Parallel data mining
Title: Parallel data mining
DNr: SNIC 2015/1-134
Project Type: SNIC Medium Compute
Principal Investigator: Håkan Sundell <Hakan.Sundell@hb.se>
Affiliation: Högskolan i Borås
Duration: 2015-03-31 – 2016-04-01
Classification: 10201
Keywords:

Abstract

We aim for improving the performance of data mining and machine learning algorithms using high performance tools. In this respect we parallelize some of the popular algorithms in data mining and machine learning, e.g. Support Vector Machines (SVMs). We study the existing overheads such as communication and synchronization times.

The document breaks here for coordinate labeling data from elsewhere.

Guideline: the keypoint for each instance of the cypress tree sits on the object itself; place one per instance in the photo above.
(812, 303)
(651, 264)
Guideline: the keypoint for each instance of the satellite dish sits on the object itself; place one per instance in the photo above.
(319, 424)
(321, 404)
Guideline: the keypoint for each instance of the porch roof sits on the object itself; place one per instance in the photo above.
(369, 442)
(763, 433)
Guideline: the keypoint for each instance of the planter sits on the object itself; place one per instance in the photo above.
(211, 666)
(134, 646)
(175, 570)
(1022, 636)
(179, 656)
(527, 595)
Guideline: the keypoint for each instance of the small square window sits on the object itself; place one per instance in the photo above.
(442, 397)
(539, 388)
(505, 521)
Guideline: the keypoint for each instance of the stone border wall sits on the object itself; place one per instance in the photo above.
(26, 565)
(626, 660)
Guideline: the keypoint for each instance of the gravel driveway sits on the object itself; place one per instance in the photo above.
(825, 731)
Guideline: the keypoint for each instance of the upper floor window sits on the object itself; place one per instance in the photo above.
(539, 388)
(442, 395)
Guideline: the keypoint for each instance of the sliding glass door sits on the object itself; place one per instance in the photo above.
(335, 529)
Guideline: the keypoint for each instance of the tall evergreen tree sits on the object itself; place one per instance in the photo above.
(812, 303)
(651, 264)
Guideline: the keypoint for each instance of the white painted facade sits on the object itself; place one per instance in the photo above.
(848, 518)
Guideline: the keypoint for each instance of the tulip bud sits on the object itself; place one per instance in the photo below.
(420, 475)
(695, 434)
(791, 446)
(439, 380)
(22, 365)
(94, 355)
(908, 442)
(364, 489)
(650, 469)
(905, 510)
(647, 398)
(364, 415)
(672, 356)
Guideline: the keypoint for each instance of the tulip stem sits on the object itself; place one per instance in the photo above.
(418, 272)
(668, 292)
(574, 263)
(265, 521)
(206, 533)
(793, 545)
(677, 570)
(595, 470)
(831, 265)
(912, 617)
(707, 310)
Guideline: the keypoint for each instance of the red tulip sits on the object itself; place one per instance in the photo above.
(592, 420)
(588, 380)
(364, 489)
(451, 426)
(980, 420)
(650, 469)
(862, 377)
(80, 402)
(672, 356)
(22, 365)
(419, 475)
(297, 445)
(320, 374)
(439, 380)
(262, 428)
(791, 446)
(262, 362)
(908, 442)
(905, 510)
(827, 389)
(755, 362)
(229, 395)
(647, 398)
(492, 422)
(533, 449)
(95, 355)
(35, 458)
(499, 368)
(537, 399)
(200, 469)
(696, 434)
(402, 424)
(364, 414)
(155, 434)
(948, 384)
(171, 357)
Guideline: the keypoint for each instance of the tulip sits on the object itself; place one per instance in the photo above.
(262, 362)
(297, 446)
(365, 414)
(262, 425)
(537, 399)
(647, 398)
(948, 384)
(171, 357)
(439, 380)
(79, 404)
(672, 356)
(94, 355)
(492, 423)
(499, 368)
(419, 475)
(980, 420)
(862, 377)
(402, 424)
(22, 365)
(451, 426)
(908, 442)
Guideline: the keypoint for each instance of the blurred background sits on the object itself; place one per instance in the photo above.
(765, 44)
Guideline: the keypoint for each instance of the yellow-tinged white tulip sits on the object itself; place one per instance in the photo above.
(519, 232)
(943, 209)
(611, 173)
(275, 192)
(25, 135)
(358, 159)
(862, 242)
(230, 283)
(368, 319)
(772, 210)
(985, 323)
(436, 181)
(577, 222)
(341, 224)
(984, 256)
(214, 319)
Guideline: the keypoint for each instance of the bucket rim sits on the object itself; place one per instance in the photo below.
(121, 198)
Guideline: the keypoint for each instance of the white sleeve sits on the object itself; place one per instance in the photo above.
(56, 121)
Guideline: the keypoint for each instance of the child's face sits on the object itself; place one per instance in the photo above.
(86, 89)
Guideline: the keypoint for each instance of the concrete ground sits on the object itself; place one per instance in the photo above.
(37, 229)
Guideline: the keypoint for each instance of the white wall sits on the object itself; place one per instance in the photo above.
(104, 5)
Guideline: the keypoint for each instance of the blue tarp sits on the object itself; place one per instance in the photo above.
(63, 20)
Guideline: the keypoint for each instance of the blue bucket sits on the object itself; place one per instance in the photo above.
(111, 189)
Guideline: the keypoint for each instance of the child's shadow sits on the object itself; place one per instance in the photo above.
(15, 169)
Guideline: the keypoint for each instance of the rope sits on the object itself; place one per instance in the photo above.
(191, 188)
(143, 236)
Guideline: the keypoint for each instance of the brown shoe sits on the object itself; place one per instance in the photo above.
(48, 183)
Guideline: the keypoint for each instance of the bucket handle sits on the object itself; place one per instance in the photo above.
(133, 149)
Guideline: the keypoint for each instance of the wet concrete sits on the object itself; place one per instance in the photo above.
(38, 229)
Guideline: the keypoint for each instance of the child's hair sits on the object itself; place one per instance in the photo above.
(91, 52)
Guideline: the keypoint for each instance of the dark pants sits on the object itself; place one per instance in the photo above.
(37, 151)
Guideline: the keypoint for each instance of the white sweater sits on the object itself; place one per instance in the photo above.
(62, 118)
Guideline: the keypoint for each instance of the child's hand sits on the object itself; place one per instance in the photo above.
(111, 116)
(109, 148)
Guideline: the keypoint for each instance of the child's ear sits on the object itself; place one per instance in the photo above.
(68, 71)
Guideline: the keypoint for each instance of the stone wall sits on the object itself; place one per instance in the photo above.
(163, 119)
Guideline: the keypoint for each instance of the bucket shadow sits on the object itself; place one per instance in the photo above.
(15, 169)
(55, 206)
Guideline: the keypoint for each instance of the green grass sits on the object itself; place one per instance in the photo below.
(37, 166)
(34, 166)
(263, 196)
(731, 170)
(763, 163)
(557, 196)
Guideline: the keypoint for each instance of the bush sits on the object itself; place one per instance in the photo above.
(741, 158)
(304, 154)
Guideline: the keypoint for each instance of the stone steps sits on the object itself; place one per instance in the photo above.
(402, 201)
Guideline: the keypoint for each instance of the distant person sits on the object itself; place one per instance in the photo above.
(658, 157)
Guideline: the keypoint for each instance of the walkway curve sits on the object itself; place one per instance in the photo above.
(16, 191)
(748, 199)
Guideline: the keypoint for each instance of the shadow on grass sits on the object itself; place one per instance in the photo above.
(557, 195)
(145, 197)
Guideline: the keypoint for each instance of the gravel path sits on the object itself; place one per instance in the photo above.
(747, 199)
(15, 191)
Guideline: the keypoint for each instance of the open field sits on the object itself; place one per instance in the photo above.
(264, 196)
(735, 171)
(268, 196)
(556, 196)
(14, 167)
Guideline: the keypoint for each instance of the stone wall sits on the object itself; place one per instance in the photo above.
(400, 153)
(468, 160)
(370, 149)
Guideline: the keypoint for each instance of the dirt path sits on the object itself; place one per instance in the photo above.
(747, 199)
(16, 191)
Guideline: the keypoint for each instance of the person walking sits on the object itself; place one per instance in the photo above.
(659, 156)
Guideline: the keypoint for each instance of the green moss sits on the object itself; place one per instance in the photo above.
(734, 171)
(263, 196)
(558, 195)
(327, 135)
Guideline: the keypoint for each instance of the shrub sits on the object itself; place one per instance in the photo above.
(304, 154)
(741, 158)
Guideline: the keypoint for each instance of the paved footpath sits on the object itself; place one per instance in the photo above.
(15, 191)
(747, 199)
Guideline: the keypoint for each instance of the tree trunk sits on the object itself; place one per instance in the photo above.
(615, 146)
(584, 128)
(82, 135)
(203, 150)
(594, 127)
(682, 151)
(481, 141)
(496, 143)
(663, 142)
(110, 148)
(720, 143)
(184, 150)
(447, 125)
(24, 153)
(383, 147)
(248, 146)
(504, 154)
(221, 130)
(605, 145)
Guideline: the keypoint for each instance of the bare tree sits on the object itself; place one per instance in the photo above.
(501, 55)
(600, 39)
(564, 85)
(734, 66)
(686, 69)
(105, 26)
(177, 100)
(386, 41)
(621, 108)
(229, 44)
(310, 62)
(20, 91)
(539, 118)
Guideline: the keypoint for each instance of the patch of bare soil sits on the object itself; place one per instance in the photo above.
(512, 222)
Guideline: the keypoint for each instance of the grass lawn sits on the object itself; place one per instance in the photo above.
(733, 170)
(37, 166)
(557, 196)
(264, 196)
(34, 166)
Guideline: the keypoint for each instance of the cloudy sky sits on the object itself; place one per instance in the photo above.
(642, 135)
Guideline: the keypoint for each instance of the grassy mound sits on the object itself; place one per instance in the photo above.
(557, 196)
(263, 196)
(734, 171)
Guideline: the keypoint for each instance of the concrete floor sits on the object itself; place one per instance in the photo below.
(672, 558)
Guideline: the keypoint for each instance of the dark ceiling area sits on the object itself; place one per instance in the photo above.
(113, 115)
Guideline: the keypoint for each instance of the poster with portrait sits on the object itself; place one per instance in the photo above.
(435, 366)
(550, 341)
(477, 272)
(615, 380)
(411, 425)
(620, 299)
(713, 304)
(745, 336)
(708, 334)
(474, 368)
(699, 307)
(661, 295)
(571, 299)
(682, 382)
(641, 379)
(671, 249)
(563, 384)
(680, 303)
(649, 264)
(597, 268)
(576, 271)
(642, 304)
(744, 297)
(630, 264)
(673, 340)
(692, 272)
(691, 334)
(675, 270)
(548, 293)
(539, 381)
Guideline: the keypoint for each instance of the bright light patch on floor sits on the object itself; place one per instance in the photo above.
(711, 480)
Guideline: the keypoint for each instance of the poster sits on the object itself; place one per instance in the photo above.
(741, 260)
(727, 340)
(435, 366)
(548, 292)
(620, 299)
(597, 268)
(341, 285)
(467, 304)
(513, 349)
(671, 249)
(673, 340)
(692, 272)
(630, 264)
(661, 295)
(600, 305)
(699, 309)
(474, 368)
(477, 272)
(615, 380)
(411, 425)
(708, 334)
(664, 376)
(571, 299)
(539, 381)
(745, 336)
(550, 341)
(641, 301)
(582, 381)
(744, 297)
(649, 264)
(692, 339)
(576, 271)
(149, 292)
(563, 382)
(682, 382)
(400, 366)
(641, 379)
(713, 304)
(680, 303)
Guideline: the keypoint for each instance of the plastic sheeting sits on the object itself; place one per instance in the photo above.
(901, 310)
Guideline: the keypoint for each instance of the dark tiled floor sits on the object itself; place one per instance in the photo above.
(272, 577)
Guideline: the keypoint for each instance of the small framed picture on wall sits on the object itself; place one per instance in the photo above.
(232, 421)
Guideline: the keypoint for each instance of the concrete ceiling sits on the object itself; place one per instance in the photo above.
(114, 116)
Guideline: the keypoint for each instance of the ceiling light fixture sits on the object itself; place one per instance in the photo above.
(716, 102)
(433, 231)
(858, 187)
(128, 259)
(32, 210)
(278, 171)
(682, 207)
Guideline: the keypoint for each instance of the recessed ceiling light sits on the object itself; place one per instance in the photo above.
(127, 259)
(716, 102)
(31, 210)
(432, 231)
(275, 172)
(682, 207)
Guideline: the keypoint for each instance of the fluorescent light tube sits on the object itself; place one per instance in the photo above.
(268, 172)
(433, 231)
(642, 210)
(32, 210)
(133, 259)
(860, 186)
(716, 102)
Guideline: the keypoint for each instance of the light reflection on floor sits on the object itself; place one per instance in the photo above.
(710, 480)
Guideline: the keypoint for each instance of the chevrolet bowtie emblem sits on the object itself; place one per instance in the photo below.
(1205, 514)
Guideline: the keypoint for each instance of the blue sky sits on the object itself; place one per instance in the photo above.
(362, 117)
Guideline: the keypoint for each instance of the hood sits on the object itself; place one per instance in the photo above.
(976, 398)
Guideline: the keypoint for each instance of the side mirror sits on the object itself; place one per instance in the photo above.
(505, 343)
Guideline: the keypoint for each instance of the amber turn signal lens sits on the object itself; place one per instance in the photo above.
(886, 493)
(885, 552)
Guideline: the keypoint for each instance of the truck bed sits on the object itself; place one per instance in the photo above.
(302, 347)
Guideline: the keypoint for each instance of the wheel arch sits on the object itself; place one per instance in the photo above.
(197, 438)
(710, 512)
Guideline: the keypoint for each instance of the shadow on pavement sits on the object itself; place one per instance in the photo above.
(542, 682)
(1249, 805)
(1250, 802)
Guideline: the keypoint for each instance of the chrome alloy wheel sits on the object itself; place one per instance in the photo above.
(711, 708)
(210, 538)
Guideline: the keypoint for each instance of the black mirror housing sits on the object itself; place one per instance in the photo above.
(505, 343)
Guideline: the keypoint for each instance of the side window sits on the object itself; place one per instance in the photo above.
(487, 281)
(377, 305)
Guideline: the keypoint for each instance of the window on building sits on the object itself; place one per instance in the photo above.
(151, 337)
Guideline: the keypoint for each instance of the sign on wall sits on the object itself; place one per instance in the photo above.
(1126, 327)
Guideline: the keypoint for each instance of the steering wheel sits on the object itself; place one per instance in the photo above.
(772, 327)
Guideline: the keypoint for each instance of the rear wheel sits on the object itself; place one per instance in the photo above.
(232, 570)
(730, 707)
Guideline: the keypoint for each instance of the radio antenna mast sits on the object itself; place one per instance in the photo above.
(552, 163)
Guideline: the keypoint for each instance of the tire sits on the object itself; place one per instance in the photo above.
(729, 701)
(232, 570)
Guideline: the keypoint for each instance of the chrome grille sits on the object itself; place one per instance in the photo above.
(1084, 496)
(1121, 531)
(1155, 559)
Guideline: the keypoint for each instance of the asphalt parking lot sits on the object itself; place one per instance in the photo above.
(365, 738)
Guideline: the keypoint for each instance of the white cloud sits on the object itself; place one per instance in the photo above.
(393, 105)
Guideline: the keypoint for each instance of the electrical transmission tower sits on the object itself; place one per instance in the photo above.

We identify the existing dependencies in the structure of the chosen algorithms and try to design approximation algorithms to transform the existing dependencies in the original sequential algorithms in order to achieve time efficiency. At this stage of the research work, we are working on Support Vector Machine (SVM) as one of the popular machine learning algorithms. An existing parallel SVM algorithm using Message Passing Interface (MPI) has been studied and we try to improve the algorithm considering the communication and synchronization overheads. We try to design an approximation algorithm that can decrease the existing dependencies in the structure of the chosen algorithm in order to degrade the communication overhead which takes place between machines. In the cases that we use approximation or make estimation to replace the dependent parts of an algorithm, we may sacrifice accuracy in favor of faster computations regarding how well the approximation or estimations are made. Therefore we will study the trade-offs between accuracy and speed of calculations. We will define an error bound for the obtained accuracy of the results when different approximation algorithms are used.